Kamala feels amused, poking at the letters with her pencil as she looks around. This is the place she feels most relaxed, really. Her best place. There's almost always the scent of curry here, so the cut grass and pie are a nice change.
Pausing a moment, Kamala decides to write in Urdu a little bit, but even those words aren't really words. Just concepts, that don't really translate well at the moment. A thought about the karate guy down the block being a hidden spy, and what he'd think of her. A story idea budding, with her watching it unfold.
A little bird comes fluttering down from the sky, a thing as grey and humble as any wren or robin. It lacks much to distinguish its pale belly from its darker back or fair head. The mockingbird flaps its wings and lands on the gutter. Its small claws scratch into the shingles as it shuffles along, eyeing up Kamala the whole time. Feathers flatten from their ruffled state and it watches her with beady, curious eyes. Chirping at her, the sweet song repeats itself, a rapid little warble.
It pauses. Shuffles sideways. And then sings again at her. <https://www.youtube.com/watch?v=CMpe34Aign4>
The sketch of a karate master forms on her page, and the neat lines above seem to twist and blur on her. He's no longer just a man in a gi. He wears a robe and a pair of spiky bracers.
Kamala's eyes widen a little, though she barely knows it. Things are so funky at the moment anyway, but she sits up and offers the bird her finger while the page changes. When she looks back, she's surprised. Oh, this is good. He's not really a spy, he's a great warrior. The spiky bracers seem to fit, and she just knows that he's got a staff and he's amazing with it…but he prefers to use his hands. They make him feel more in control, more like he can … her imagination trails off, not really knowing what martial artists do aside from break boards.

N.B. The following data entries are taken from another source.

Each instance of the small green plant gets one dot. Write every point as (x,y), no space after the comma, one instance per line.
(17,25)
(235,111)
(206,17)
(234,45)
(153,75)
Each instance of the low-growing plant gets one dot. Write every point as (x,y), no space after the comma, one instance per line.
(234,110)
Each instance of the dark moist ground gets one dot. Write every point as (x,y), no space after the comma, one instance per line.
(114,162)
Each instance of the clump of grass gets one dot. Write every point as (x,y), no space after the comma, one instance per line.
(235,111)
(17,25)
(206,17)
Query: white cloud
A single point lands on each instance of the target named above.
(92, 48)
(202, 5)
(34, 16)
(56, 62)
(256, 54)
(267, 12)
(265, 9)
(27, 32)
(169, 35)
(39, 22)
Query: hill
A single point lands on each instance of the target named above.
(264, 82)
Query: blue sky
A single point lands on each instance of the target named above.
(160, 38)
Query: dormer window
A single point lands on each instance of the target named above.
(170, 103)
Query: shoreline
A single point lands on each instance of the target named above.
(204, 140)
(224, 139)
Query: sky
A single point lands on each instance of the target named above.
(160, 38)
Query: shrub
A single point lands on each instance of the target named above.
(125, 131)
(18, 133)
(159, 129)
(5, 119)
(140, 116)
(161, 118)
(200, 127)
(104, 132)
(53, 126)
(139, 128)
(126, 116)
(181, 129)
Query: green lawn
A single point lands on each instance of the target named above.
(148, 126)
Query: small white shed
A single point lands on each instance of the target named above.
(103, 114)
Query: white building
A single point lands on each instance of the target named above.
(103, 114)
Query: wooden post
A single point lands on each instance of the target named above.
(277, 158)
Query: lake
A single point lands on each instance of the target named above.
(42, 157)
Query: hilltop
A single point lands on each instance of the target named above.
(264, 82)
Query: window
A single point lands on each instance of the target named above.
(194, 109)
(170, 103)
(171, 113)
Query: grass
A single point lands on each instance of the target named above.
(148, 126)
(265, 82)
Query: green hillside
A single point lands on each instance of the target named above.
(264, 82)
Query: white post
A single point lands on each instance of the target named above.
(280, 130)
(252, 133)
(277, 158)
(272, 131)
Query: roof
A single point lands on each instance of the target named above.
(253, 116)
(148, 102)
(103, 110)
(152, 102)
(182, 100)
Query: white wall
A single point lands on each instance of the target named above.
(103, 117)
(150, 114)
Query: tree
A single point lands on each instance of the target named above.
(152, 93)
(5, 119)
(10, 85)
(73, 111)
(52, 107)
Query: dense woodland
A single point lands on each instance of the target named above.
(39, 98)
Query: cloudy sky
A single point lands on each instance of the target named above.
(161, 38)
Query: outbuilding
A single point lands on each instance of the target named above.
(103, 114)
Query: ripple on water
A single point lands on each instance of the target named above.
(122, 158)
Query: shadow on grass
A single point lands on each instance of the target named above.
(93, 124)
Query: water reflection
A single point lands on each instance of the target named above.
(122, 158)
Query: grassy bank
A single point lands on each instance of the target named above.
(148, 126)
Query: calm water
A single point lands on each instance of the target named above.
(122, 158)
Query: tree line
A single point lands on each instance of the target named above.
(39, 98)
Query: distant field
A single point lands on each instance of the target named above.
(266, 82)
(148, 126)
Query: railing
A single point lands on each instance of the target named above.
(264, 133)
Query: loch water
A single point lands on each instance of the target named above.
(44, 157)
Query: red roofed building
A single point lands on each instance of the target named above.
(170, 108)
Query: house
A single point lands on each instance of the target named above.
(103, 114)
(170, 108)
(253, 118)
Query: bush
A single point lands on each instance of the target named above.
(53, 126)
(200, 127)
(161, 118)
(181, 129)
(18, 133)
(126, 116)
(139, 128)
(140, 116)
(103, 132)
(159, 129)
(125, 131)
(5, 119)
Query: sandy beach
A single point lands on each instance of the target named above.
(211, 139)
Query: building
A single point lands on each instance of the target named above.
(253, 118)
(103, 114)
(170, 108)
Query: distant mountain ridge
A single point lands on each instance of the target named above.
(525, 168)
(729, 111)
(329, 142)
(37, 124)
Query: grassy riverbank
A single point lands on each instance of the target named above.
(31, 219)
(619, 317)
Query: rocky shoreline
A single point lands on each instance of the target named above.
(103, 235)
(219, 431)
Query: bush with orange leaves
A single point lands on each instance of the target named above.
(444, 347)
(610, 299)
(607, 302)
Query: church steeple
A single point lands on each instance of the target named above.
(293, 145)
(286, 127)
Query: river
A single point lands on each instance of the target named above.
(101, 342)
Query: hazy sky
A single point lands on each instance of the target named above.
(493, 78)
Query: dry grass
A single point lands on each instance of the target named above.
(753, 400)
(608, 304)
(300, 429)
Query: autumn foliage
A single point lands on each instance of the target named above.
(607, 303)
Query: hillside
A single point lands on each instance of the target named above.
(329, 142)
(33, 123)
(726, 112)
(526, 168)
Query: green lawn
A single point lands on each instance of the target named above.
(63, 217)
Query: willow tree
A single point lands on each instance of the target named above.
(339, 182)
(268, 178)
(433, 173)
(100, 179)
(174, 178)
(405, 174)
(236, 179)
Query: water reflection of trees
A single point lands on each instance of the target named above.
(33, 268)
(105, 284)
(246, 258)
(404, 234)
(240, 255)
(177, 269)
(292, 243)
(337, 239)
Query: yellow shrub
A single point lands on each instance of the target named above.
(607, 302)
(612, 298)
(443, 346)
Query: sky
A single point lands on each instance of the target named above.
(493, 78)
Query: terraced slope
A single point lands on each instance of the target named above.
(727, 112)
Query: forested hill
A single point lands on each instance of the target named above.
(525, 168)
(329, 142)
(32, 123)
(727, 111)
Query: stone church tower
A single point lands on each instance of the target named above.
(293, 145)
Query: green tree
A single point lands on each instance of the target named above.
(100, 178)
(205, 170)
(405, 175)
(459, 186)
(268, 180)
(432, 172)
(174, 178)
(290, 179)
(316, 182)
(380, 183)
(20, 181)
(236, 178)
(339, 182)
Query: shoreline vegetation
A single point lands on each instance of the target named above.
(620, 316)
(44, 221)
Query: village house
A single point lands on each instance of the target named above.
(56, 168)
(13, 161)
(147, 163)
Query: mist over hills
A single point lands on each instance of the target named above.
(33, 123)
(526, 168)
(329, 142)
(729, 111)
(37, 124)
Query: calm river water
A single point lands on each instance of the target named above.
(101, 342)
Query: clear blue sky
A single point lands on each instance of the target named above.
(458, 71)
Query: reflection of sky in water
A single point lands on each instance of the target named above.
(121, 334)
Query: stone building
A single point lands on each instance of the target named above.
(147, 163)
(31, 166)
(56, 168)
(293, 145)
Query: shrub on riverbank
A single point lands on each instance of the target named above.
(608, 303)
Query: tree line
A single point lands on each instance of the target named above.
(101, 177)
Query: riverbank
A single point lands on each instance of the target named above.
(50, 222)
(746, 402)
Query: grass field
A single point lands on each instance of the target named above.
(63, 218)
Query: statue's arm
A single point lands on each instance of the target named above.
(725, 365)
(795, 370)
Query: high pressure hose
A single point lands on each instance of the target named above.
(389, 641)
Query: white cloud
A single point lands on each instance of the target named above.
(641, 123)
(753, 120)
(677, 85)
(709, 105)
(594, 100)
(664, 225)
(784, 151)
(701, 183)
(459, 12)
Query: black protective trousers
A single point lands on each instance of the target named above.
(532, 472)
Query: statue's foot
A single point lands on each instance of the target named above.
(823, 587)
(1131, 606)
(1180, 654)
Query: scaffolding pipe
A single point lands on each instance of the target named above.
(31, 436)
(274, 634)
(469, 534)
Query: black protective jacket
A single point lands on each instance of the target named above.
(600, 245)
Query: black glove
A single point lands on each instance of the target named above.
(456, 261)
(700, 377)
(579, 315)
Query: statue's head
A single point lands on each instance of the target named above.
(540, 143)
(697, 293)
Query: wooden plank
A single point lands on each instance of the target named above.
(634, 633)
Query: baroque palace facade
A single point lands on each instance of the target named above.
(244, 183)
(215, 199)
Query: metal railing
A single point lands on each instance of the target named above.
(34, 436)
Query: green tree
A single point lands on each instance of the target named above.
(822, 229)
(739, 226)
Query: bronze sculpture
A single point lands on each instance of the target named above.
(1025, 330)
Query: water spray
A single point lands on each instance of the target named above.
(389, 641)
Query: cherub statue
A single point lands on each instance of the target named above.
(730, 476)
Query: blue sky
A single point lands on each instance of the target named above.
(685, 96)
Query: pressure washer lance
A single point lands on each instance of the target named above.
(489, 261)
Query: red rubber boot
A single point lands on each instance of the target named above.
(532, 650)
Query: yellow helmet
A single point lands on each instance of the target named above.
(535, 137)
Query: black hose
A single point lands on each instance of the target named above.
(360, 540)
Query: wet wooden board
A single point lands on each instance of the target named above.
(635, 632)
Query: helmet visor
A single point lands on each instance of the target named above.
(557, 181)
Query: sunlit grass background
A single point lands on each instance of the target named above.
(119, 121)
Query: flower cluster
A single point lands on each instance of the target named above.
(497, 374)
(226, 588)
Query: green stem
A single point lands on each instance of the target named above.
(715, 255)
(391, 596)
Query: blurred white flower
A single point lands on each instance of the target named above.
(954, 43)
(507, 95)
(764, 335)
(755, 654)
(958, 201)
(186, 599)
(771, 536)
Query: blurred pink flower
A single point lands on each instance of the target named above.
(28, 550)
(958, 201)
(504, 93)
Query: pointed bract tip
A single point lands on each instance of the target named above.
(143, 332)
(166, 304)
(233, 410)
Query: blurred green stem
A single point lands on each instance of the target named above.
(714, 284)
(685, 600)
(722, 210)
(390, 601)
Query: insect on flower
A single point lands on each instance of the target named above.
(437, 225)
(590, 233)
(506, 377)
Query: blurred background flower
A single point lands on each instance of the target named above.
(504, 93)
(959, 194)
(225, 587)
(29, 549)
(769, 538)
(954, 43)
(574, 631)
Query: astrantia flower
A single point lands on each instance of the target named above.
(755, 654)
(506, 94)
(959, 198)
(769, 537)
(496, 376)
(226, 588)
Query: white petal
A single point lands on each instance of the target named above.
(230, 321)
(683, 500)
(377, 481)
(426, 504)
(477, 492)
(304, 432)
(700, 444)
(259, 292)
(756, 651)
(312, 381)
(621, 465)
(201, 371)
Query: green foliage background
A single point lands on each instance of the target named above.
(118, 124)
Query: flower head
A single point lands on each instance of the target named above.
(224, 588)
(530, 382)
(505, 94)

Well, maybe he's breaking boards or something. She looks back at the bird, at least having an idea what they do. "What species are you, little one?"
The bird shyly hops over the roof up to Kamala. It watches her, easily spooked off by any sudden motion she makes. Holding out her hand encourages the grey avian to hop once more and flap its wings, sweeping up to land. Its small claws open wide and clutch on. The liquid warble ascends and drops into a rhythmic chirping. "«Who? Who? Who?»"
It tilts its head and a dark, clear eye considers her. "«Inininin»," it changes key, "huhuhuhuhuuuu," and the melodic rise and fall is elongated but clear "Man."
No fear, Kamala lifts her hand to look at the bird. She'd think this was odd, but this is clearly dreamtime and things have been way stranger in a lot of her dreams. Like the one where she was a lemur with wings picking raisins out of her mother's jewelry drawer. Totally odd, Ammi doesn't even have a jewelry drawer.
"Allohomma barik lana fima razaqtana waqina ath…" she starts to say, head tilting left to right, and smiles at birdieman. The prayer likely has no effect, but it wasn't meant to. "If you are a man, why have you wings? Or if I am man, why don't I have them?" She idly wonders if she can fly.
The little bird grips Kamala's finger easily and it chirps again, though this time the chirp makes sense. Dream logic doesn't follow normal logic. She should understand because she does. It hopefully flaps its wings once and tucks them against its side.
"Hello friend." Its dark beak preens over its shoulder and then sits up. "I have to travel far with the seasons to find my food. What do I call you? I have never been to this house before."
Kamala Khan shakes her head gently, not worried about scaring the bird because she isn't. "Migratory birds tend to avoid this area, the smog is normally too thick this time of year. My name is Kamala, but you can call me anything you like." She doesn't know what she's doing, so she lays back and holds the bird against the backdrop of the sky.
The bird speaks in chirps and warbles, but the meaning is clear. "Kamala. Well met, cousin Kamala."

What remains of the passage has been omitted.